Keywords: Commercial litigation, Foreign jurisdiction, Enforcing foreign judgment, Shares, Interest

PT ATPK Resources TBK (Indonesia) (“ATPK”) applied to Ontario Superior Court of Justice to have two judgments of the High Court of the Republic of Singapore registered and enforced against Hopaco Properties Ltd. (“Hopaco”). The 2010 judgment declared Hopaco held shares of ATPK in trust for ATPK. Shares were being held in nominee accounts in Singapore. The judgment ordered shares be reconstituted and delivered to ATPK and Hopaco account for all benefits (“share judgment”). In 2011, a costs order was made against Hopaco for outstanding amount ($215, 112 CAD). The second judgment ordered Hopaco pay $10 million CAD (“money judgment”). The third judgment for the application ordered both the share judgment and money judgment be recognized and given full force and effect against Hopaco as an Order of the Superior Court of Justice. The Judge ordered Hopaco to pay prejudgment interest representing postjudgment interest that had accrued on the money judgment.

Did the trial judge err in:
(1) finding that the share judgment was not superseded by the money judgment;
(2) finding that paragraphs 2 and 3 of the share judgment were not inconsistent;
(3) finding the share judgment sufficiently clear and unambiguous that it should be enforced;
(4) ordering pre- and postjudgment interest when there was no evidence that the Singapore judgments awarded any interest to ATPK; and,
(5) ordering the continuation of an interlocutory injunction preventing Hopaco from dealing with its assets or property in Ontario?

Holding: Appeal dismissed, costs to ATPK for $14,400, all inclusive.

(1) The share judgment was a final equitable order. The money judgment arose out of an assessment conducted pursuant to the share judgment. The subsequent money order does not prevent the foreign equitable order from being registered. Hopaco should have raised the argument before the Singapore court.

(2) The parties understood the judgment because a large portion of the shares in issue were recovered pursuant to the share judgment in Singapore.

(3) The scope of the share judgment and property to which the obligations in the share judgment apply are clearly defined.  The declaration of equitable title is clear because it affects Hopaco. The terms of the share judgment can be enforced.

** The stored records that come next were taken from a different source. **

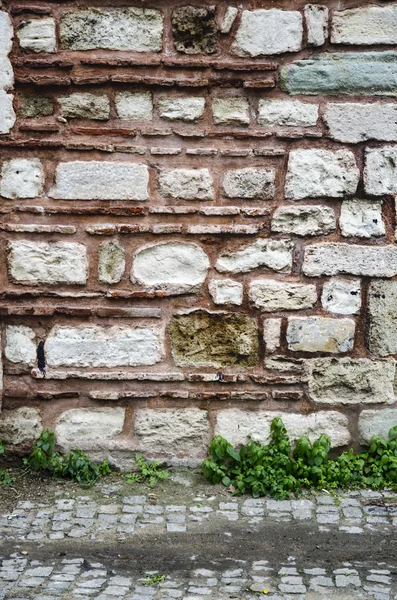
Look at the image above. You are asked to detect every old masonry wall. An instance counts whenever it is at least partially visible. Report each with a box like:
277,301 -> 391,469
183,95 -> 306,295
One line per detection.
0,0 -> 397,468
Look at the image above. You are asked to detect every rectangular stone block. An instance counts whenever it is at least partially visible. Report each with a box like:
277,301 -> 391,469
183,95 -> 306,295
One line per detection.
45,325 -> 163,367
306,358 -> 396,405
48,160 -> 149,200
7,240 -> 88,285
60,8 -> 163,52
302,242 -> 397,277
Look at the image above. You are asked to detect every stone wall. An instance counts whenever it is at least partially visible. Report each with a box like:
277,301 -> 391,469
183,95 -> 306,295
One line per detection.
0,0 -> 397,468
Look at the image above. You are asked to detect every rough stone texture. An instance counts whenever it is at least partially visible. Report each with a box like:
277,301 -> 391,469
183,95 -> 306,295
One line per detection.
285,150 -> 360,200
59,93 -> 110,121
60,8 -> 163,52
98,241 -> 125,284
324,102 -> 397,144
208,279 -> 244,306
55,407 -> 125,452
248,279 -> 317,312
223,168 -> 275,200
131,242 -> 210,294
215,240 -> 293,273
45,325 -> 163,367
272,205 -> 336,236
157,96 -> 205,122
258,100 -> 318,127
321,277 -> 361,315
159,169 -> 214,200
168,310 -> 258,368
48,160 -> 149,200
306,358 -> 396,405
116,92 -> 153,121
331,5 -> 397,45
0,158 -> 44,198
215,408 -> 351,447
304,4 -> 329,46
0,406 -> 43,446
212,96 -> 250,125
17,17 -> 56,53
232,9 -> 303,56
4,325 -> 36,367
7,240 -> 88,285
287,317 -> 355,354
339,199 -> 386,238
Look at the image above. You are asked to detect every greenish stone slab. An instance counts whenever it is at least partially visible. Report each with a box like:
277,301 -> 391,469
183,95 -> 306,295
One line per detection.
280,52 -> 397,96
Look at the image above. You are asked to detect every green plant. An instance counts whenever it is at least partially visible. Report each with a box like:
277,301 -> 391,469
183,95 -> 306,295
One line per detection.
125,454 -> 168,488
202,418 -> 397,499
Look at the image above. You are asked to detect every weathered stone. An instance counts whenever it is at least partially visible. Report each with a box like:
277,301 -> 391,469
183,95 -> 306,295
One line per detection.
306,358 -> 396,405
285,150 -> 360,200
212,96 -> 250,125
215,408 -> 351,447
223,167 -> 276,200
321,277 -> 361,315
304,4 -> 329,46
60,7 -> 163,52
231,9 -> 303,56
171,6 -> 217,54
7,240 -> 88,285
159,169 -> 214,200
339,198 -> 386,238
280,52 -> 397,96
324,102 -> 397,144
116,92 -> 153,121
48,160 -> 149,200
215,239 -> 293,273
358,408 -> 397,444
45,325 -> 163,367
364,146 -> 397,196
131,242 -> 210,294
17,17 -> 56,53
157,96 -> 205,122
55,407 -> 125,452
0,406 -> 43,446
0,158 -> 44,198
258,100 -> 318,127
98,241 -> 125,284
248,279 -> 317,312
302,242 -> 397,277
331,5 -> 397,45
169,310 -> 258,367
208,279 -> 243,306
58,93 -> 110,121
287,317 -> 356,354
4,325 -> 36,367
271,205 -> 336,235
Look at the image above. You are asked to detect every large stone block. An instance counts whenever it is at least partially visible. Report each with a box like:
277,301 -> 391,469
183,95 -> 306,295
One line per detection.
168,310 -> 258,368
302,242 -> 397,277
45,325 -> 163,367
248,279 -> 317,312
223,167 -> 276,200
215,239 -> 293,273
7,240 -> 88,285
215,408 -> 351,447
60,7 -> 163,52
231,8 -> 303,56
55,407 -> 125,452
48,160 -> 149,200
159,169 -> 214,200
285,150 -> 360,200
306,358 -> 396,405
131,242 -> 210,294
287,317 -> 356,354
331,5 -> 397,45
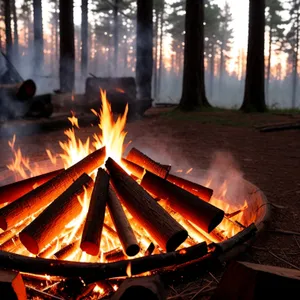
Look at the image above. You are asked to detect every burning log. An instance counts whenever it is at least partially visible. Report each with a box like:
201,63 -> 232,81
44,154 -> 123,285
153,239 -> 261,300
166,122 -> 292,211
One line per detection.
0,270 -> 27,300
103,248 -> 126,262
20,173 -> 93,254
127,148 -> 171,178
105,158 -> 188,252
107,186 -> 140,256
167,174 -> 213,202
0,169 -> 64,204
141,171 -> 224,233
0,147 -> 106,230
80,168 -> 109,256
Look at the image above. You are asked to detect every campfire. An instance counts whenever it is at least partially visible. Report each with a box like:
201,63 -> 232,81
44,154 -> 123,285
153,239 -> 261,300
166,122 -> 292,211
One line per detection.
0,91 -> 265,299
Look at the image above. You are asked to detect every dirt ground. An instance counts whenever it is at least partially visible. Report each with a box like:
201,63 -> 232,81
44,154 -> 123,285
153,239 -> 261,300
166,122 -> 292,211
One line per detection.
0,109 -> 300,299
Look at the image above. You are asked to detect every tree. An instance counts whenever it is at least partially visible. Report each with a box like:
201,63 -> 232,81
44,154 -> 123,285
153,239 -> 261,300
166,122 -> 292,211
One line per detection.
81,0 -> 88,78
11,0 -> 19,65
135,0 -> 153,100
33,0 -> 44,73
266,0 -> 286,103
4,0 -> 13,60
179,0 -> 210,110
241,0 -> 266,112
59,0 -> 75,93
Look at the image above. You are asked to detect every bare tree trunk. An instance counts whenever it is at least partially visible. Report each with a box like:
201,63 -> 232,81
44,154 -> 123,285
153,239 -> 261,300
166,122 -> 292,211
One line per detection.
33,0 -> 44,74
157,1 -> 165,96
136,0 -> 153,100
241,0 -> 266,112
81,0 -> 88,78
4,0 -> 13,60
292,9 -> 300,108
59,0 -> 75,93
180,0 -> 210,110
11,0 -> 19,66
113,0 -> 119,76
266,23 -> 273,104
153,8 -> 159,99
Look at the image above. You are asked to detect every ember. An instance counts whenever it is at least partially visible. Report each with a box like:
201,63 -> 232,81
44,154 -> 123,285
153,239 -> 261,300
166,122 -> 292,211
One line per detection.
0,91 -> 262,295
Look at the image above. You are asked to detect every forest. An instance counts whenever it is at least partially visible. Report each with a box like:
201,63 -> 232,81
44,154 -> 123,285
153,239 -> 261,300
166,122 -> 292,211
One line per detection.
0,0 -> 300,109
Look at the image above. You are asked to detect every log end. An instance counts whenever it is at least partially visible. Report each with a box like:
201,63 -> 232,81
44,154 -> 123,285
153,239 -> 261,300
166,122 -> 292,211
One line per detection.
80,241 -> 100,256
207,210 -> 225,233
19,232 -> 42,255
166,229 -> 188,252
125,244 -> 140,256
0,216 -> 8,230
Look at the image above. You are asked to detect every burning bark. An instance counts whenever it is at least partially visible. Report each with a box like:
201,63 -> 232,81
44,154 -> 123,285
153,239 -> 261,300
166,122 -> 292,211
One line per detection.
141,171 -> 224,233
80,168 -> 109,256
20,173 -> 93,254
127,148 -> 171,178
106,158 -> 188,252
0,147 -> 106,230
107,186 -> 140,256
167,174 -> 213,202
0,169 -> 64,204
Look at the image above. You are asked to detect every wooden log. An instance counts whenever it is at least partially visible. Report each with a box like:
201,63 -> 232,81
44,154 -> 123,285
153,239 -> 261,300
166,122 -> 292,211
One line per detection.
141,171 -> 224,233
127,148 -> 171,178
0,242 -> 207,283
105,158 -> 188,252
121,158 -> 145,179
20,173 -> 93,254
107,185 -> 140,256
0,147 -> 106,230
0,169 -> 64,204
167,174 -> 213,202
111,275 -> 167,300
103,248 -> 127,262
0,270 -> 27,300
80,168 -> 109,256
210,261 -> 300,300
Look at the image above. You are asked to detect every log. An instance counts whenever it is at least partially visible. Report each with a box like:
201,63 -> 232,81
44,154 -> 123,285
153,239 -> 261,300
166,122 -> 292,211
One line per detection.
141,171 -> 224,233
105,158 -> 188,252
111,275 -> 167,300
80,168 -> 109,256
167,174 -> 213,202
121,158 -> 145,179
0,169 -> 64,204
127,148 -> 171,178
0,270 -> 27,300
20,173 -> 93,255
210,261 -> 300,300
0,147 -> 106,230
0,238 -> 207,284
107,185 -> 140,256
103,248 -> 127,262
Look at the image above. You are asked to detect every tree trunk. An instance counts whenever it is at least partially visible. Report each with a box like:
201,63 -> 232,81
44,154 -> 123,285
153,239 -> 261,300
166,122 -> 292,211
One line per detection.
4,0 -> 13,60
209,43 -> 215,99
11,0 -> 19,66
153,8 -> 159,99
59,0 -> 75,93
81,0 -> 88,78
157,0 -> 165,96
266,22 -> 273,104
292,10 -> 300,108
241,0 -> 266,112
113,0 -> 119,76
33,0 -> 44,74
179,0 -> 210,110
136,0 -> 153,100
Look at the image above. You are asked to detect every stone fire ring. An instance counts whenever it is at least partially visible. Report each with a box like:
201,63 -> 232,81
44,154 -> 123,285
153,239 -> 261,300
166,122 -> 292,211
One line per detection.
0,162 -> 271,283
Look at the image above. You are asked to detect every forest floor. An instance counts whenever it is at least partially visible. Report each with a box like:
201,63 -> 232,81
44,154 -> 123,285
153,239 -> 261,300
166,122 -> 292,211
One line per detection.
0,108 -> 300,299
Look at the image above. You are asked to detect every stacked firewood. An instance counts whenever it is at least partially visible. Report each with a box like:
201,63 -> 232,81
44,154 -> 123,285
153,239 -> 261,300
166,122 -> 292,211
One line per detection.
0,147 -> 229,262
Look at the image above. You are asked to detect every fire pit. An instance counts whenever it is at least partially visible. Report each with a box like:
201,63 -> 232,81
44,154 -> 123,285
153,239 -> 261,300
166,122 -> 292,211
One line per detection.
0,94 -> 269,295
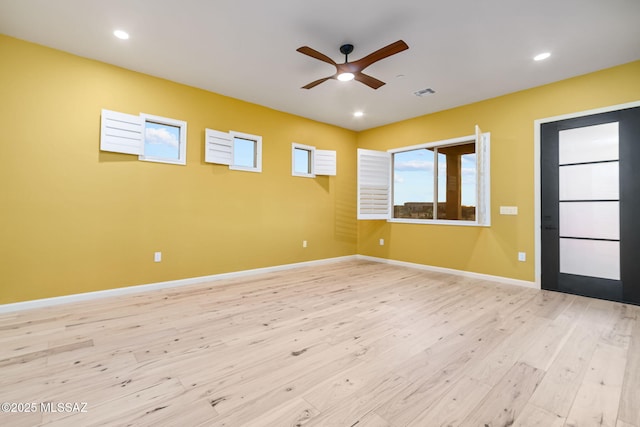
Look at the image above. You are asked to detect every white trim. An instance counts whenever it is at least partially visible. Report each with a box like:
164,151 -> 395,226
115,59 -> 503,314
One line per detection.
0,255 -> 356,314
387,218 -> 491,227
387,135 -> 476,154
533,101 -> 640,289
356,255 -> 540,289
0,255 -> 540,314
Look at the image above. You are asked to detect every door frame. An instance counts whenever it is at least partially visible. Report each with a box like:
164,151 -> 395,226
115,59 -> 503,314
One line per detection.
533,101 -> 640,289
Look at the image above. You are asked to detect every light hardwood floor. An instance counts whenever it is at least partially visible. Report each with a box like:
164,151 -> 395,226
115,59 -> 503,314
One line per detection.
0,261 -> 640,427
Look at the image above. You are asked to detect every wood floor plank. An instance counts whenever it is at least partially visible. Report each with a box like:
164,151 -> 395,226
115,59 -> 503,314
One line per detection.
513,403 -> 565,427
618,318 -> 640,427
0,260 -> 640,427
460,362 -> 545,427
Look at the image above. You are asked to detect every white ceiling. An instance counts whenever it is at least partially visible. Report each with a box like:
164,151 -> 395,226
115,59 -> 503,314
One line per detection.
0,0 -> 640,130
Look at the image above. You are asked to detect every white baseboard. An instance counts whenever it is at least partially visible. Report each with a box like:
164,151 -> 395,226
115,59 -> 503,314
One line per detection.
0,255 -> 356,314
356,255 -> 540,289
0,255 -> 540,314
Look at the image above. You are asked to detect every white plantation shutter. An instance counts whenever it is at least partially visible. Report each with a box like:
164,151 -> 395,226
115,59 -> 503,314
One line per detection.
100,110 -> 144,155
476,125 -> 491,225
204,129 -> 233,165
314,150 -> 336,176
358,148 -> 391,219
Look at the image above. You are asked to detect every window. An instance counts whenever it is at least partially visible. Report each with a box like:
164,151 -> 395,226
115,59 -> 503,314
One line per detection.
291,142 -> 315,177
100,110 -> 187,165
358,129 -> 490,225
205,129 -> 262,172
139,114 -> 187,165
291,142 -> 336,178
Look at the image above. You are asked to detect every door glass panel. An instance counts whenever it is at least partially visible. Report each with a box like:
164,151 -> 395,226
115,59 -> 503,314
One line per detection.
560,238 -> 620,280
560,202 -> 620,240
559,162 -> 620,200
558,122 -> 619,165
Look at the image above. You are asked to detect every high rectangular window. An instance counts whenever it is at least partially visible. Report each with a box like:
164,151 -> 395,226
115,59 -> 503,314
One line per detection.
100,110 -> 187,165
204,129 -> 262,172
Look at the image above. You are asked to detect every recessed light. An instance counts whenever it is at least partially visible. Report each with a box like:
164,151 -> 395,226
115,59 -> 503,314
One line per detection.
113,30 -> 129,40
533,52 -> 551,61
338,73 -> 355,82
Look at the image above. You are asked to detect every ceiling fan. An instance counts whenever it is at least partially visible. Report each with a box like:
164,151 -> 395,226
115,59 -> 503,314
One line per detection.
296,40 -> 409,89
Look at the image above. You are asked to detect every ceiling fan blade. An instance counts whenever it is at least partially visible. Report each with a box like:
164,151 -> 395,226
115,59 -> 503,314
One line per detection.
353,73 -> 385,89
351,40 -> 409,71
302,76 -> 336,89
296,46 -> 338,66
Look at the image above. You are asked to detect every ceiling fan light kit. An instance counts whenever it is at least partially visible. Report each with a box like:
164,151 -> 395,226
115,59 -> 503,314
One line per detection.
296,40 -> 409,89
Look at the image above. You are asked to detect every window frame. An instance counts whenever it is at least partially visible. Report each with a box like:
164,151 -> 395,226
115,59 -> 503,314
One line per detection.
138,113 -> 187,166
357,126 -> 491,227
229,130 -> 262,173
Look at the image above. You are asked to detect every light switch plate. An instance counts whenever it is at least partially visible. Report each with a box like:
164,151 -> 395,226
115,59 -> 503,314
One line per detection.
500,206 -> 518,215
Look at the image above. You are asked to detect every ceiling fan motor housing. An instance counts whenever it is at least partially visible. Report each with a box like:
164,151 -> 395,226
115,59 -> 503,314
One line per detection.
340,44 -> 353,55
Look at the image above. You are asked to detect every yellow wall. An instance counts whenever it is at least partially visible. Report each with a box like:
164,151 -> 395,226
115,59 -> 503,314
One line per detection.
0,35 -> 357,304
0,35 -> 640,304
358,61 -> 640,281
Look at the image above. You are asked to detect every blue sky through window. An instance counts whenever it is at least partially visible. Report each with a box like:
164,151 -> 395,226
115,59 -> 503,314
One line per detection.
233,137 -> 256,168
144,122 -> 180,160
393,148 -> 476,206
293,148 -> 311,174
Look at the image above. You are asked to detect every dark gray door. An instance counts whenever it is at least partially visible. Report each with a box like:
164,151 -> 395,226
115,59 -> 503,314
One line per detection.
540,107 -> 640,304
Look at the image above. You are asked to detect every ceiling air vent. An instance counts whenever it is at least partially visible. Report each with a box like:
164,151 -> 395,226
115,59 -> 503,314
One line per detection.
413,87 -> 436,96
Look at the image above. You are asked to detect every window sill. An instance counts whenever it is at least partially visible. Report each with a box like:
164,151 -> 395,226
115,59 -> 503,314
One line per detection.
387,218 -> 491,227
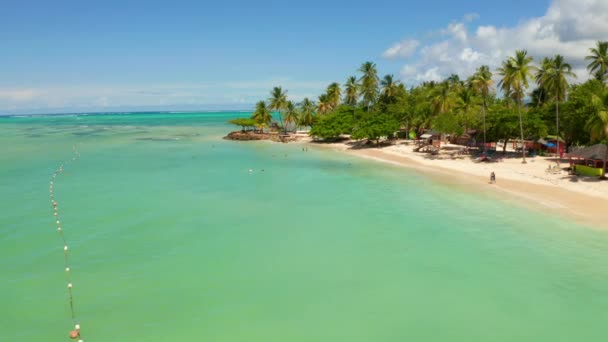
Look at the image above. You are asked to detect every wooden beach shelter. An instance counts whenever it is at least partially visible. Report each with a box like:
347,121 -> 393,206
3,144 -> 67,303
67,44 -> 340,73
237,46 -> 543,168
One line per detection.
568,144 -> 608,176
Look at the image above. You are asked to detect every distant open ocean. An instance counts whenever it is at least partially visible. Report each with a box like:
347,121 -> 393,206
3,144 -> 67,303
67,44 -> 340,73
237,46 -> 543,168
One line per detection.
0,112 -> 608,342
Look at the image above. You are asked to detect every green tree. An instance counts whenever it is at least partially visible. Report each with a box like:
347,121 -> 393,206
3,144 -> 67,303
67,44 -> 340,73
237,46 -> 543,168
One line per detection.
359,62 -> 378,112
251,101 -> 272,130
450,82 -> 485,137
228,118 -> 256,132
431,81 -> 456,115
560,79 -> 606,145
327,82 -> 342,108
471,65 -> 494,151
533,57 -> 554,107
317,94 -> 332,114
587,94 -> 608,179
380,75 -> 400,103
537,55 -> 576,164
310,106 -> 353,140
498,50 -> 534,164
299,97 -> 315,127
352,113 -> 400,145
285,101 -> 299,132
268,87 -> 287,127
585,41 -> 608,82
344,76 -> 359,107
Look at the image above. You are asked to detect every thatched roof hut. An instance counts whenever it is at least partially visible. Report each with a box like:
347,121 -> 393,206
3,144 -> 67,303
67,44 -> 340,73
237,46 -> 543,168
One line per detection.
568,144 -> 608,161
568,144 -> 608,176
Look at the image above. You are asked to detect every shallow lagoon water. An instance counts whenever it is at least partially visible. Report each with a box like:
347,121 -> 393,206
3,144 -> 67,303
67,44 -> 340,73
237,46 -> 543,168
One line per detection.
0,112 -> 608,342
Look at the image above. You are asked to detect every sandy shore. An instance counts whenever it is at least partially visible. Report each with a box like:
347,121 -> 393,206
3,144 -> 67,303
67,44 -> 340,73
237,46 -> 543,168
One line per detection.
315,142 -> 608,229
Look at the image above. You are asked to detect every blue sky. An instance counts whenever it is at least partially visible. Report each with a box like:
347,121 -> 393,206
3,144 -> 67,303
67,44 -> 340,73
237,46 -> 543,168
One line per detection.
0,0 -> 603,114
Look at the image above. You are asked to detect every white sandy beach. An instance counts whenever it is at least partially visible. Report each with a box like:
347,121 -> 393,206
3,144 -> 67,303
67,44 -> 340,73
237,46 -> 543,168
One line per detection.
306,141 -> 608,229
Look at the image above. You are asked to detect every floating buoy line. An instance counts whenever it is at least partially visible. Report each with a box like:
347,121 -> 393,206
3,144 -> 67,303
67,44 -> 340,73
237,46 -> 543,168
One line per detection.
49,145 -> 83,342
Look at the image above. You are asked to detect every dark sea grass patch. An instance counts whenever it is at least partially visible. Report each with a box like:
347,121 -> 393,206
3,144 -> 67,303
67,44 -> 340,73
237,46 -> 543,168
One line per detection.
135,137 -> 179,141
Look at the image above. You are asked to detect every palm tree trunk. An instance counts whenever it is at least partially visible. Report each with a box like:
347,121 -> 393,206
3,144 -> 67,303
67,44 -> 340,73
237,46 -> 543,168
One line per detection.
600,146 -> 608,179
555,95 -> 560,167
517,100 -> 527,164
481,99 -> 486,152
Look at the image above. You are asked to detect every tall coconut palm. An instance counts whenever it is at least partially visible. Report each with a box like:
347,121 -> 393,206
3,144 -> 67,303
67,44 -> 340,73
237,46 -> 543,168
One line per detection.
327,82 -> 342,108
471,65 -> 494,152
585,41 -> 608,82
454,83 -> 478,137
344,76 -> 359,106
317,94 -> 332,114
251,101 -> 272,130
430,81 -> 456,115
498,50 -> 535,164
537,55 -> 576,165
586,95 -> 608,179
268,87 -> 287,131
285,101 -> 299,132
300,97 -> 315,127
380,75 -> 400,103
359,62 -> 378,112
534,57 -> 553,107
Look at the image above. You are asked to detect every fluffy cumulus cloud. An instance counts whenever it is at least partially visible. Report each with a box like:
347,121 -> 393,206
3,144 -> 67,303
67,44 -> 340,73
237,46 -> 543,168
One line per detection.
382,39 -> 420,58
384,0 -> 608,84
0,78 -> 329,115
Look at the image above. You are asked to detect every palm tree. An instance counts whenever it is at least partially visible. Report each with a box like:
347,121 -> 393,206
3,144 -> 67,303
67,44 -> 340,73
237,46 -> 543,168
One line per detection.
498,50 -> 534,164
344,76 -> 359,106
537,55 -> 576,165
534,57 -> 553,107
300,97 -> 315,127
471,65 -> 494,152
454,83 -> 485,138
380,75 -> 400,103
359,62 -> 378,112
327,82 -> 342,108
317,94 -> 332,114
251,101 -> 272,130
431,81 -> 456,115
585,41 -> 608,82
268,87 -> 287,131
587,95 -> 608,179
285,101 -> 299,132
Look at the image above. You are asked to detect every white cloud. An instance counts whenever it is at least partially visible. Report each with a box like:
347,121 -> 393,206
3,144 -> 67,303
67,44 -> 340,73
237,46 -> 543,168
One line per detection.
0,78 -> 331,114
382,39 -> 420,58
442,23 -> 467,43
0,89 -> 36,102
460,48 -> 481,63
462,13 -> 479,23
390,0 -> 608,83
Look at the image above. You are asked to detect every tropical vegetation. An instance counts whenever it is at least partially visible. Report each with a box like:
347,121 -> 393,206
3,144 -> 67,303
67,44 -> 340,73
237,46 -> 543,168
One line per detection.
229,41 -> 608,166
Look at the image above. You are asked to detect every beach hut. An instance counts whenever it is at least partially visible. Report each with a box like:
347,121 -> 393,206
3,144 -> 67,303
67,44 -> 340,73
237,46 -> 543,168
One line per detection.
534,135 -> 566,158
420,129 -> 441,148
568,144 -> 608,176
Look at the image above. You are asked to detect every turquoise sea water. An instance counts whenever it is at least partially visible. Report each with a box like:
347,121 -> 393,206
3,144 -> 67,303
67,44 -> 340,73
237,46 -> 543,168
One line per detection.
0,112 -> 608,342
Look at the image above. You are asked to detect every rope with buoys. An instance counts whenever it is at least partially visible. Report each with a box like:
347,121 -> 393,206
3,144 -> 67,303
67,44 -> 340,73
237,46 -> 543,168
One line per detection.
49,145 -> 83,342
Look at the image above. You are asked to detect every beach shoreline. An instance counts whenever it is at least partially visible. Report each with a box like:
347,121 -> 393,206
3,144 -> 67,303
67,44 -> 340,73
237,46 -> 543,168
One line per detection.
308,140 -> 608,230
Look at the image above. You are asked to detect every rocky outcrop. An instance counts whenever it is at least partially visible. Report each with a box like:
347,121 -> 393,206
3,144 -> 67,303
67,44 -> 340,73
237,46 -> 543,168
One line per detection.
224,131 -> 297,142
224,131 -> 270,141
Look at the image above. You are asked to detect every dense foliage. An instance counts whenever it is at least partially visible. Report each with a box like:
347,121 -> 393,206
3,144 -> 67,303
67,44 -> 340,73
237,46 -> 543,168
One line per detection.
234,42 -> 608,152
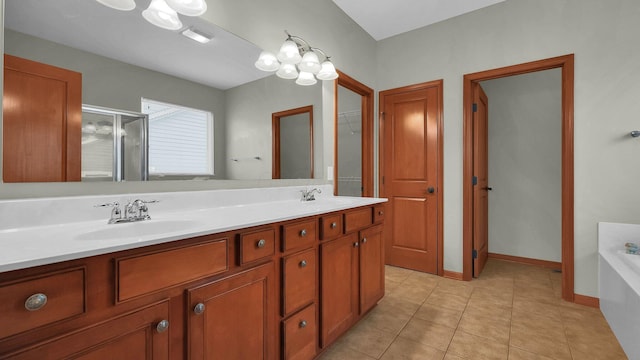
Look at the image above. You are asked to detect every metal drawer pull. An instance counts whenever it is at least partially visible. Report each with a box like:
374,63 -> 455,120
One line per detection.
193,303 -> 205,315
156,320 -> 169,334
24,293 -> 47,311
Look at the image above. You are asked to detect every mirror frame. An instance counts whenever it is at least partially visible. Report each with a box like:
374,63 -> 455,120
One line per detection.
271,105 -> 314,179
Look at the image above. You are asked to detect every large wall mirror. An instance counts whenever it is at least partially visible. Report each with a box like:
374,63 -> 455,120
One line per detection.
3,0 -> 323,181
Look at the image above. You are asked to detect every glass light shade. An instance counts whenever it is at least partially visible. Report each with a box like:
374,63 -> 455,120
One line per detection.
276,64 -> 298,80
255,51 -> 280,71
166,0 -> 207,16
296,71 -> 318,86
278,40 -> 302,64
142,0 -> 182,30
316,60 -> 338,80
96,0 -> 136,11
298,50 -> 320,74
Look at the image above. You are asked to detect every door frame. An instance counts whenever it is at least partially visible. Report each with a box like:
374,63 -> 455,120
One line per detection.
462,54 -> 575,302
271,105 -> 314,179
378,79 -> 442,278
333,70 -> 373,197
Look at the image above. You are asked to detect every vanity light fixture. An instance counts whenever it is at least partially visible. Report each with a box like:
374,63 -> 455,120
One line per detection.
180,27 -> 212,44
255,31 -> 338,86
96,0 -> 136,11
96,0 -> 207,31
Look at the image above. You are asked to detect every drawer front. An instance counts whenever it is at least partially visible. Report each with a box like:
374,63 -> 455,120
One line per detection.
373,204 -> 384,224
320,214 -> 342,240
282,304 -> 318,360
282,249 -> 318,315
239,229 -> 276,265
344,208 -> 373,233
116,238 -> 228,302
0,268 -> 86,338
282,220 -> 316,251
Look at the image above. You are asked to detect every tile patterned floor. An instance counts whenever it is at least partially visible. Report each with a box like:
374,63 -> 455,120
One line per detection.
320,259 -> 627,360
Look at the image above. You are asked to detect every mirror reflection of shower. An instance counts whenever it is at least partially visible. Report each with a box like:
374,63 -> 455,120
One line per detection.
336,86 -> 362,196
82,105 -> 148,182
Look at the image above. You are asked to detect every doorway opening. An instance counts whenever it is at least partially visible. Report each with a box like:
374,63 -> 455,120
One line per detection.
333,71 -> 373,197
463,54 -> 575,302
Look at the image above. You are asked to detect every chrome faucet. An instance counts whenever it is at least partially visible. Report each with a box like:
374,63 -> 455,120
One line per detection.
300,188 -> 322,201
96,199 -> 158,224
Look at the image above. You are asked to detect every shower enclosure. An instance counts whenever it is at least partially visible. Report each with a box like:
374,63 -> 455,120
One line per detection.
82,105 -> 149,182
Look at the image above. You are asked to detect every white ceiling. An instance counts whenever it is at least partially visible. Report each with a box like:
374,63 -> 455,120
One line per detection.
5,0 -> 270,90
333,0 -> 505,40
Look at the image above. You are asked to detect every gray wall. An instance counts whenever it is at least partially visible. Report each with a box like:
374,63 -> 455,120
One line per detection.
0,30 -> 226,179
376,0 -> 640,296
482,69 -> 562,262
226,76 -> 324,179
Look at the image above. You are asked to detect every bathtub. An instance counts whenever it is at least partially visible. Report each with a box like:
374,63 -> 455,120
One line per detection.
598,222 -> 640,360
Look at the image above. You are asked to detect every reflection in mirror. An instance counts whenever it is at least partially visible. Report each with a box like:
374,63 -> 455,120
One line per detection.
82,105 -> 149,182
4,0 -> 322,182
336,86 -> 362,196
272,106 -> 313,179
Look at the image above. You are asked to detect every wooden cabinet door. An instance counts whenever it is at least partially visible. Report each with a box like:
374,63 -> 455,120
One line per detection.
0,301 -> 170,360
2,55 -> 82,182
187,262 -> 277,360
360,225 -> 384,314
320,233 -> 359,347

(4) The prejudgment and postjudgment interests are best understood when characterized as postjudgment interest.  The prejudgment interest covers postjudgment interest running from the date of the money judgment to the date of the enforcement judgement.  The postjudgment interest award covers any postjudgment interest that accrues after.  Section 129(3) of the Court of Justice Act RSO provides that postjudgment interest on a foreign judgment registered in Ontario accrues at the rate applicable under the law of the place where foreign judgment was given. Unless there are directions from the foreign judgment, interest accrues at this rate.

(5) The continuation of the order for an interlocutory injunction was necessary.  This was to ensure that Hopaco did not remove its assets from Ontario.


Pointe East Windsor Limited v Corporation of the City of Windsor, 2014 ONCA 467
[MacPherson, Simmons and Gillese JJ A]
R. Coulautti, for the appellant.
M. Nazarewich, for the respondent.

Keywords: Contract law, breach of contract, injunction, damages

In 2010, the respondent, City of Windsor, agreed with a manufacturer of wind towers to have the company establish itself in Windsor. As part of the agreement, the City was required to arrange for a rail line to be provided to the company’s facility. To facilitate this agreement, the City negotiated with another party, the appellant, to purchase a part of its lands. The appellant agreed to sell 60 acres of land to the City, and as part of the agreement, the city was required to extend a road to the appellant’s remaining lands so that they may be developed. The City then sold this land to the wind turbine company. Following a mandatory environmental assessment, it became clear that the road and the rail line would come into conflict, and either only the rail line or only the road could be constructed as originally planned and agreed to. An alternate route was proposed for the road, which the appellant adamantly opposed, claiming that it would harm the commercial value of its property. By contrast, the rail line was only feasible as originally planned. Since the plans for the road formed part of the initial agreement between the appellant and the City, the appellant took the position that the City should be ordered to (1) not build the rail line, and (2) extend the road as agreed upon. The application judge found that the City had acted in good faith in entering into the agreements, and that the evidence did not establish that the appellant would suffer any substantial prejudice or irreparable harm by allowing the road to be extended by an alternate route. He also found that damages were an appropriate remedy for the City’s breach of contract.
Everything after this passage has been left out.